As she lays her tube, the father-to-be stays nearby, fertilizing some 300 eggs. However, you can expect only 50 to 150 of them to survive. The biggest indicator of success is how the parrotfish eggs will appear clear. Any unfertilized caviar will die within two days after turning dry, cloudy and opaque.
Incubation ; Hatching
During incubation, both parents guard the offspring. Oftentimes, the female stays closest to the nest while the male guards outside. However, they will switch and take turns.
After about 24 hours, larvae begin to emerge. A few days to a week later, the fry will hatch. In the event the fertilized eggs don’t hatch, the mother releases a hormone to expedite the process. But, understand the fry won’t look like their mother at all. Chances are, they will take on most characteristics of their father.
Feeding the Fry
Once born, their first meal will be food provided by both mom and dad. They take the food offered them in the tank, grind it up in their mouths and regurgitate it to the fry. After about three days to a week, it’s up to the aquarist to feed the juveniles.
Three times per day, they must have pureed adult food or a special liquid food bought from a pet store. Their last meal of the day should be about two hours before the lights go out.
Observing the New Brood
In these early stages, sometimes the parents are aggressive toward one another for dominance and supremacy. This also comes with the potential for the parents to eat the young, beginning at the caviar stage. This is especially true if the brood develops some kind of disease.
Unfortunately, it’s this eating of their young that causes great concern when parrotfish lay eggs. Any unviable eggs become food and the parents will eat them without warning. You may have to remove the caviar and take them to a vet for a disease and parasite check.
If they are okay, then you’ll have to house the parents away from the brood until they are old enough to migrate to the main tank.
Missing the Deadline
In the event the female already laid eggs with subsequent fertilization, you have to take some precautions.
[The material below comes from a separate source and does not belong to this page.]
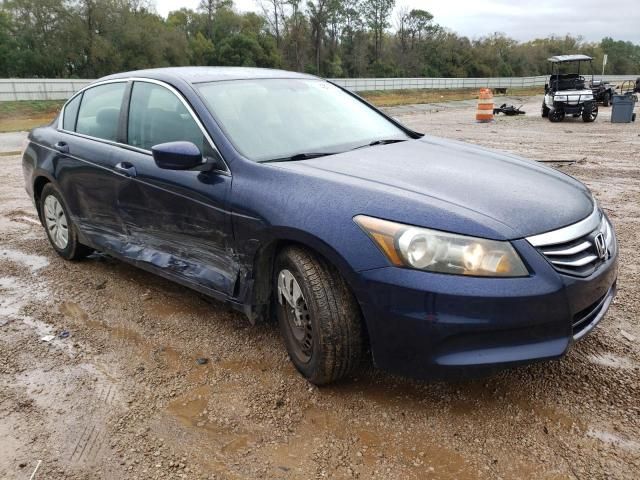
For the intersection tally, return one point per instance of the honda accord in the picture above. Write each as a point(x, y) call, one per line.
point(288, 196)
Investing in a tank divider will be the best way to protect the parents while keeping the other attacking tank species away. It’s a useful method for reducing stress for the parents, protecting the brood and being able to control the conditions.
Although Parrot fish are cute and make good parents, unfortunately the likelihood of their eggs to hatch into offspring is quite less. But whatever is the case, it’s still a good idea to provide the blood parrot fish the right conditions to thrive and avoid any stressful conditions for them.
And if you are serious about breeding them, then you will have to take a proactive approach, which means setting up a nursery tank and controlling the water parameters as much as possible.
It’s going to require keen observation and paying attention to the behavior of your fish. It will be better if you can remove them from the main tank before they spawn. But, if you miss the deadline, you will have to ensure you keep all other tank mates away.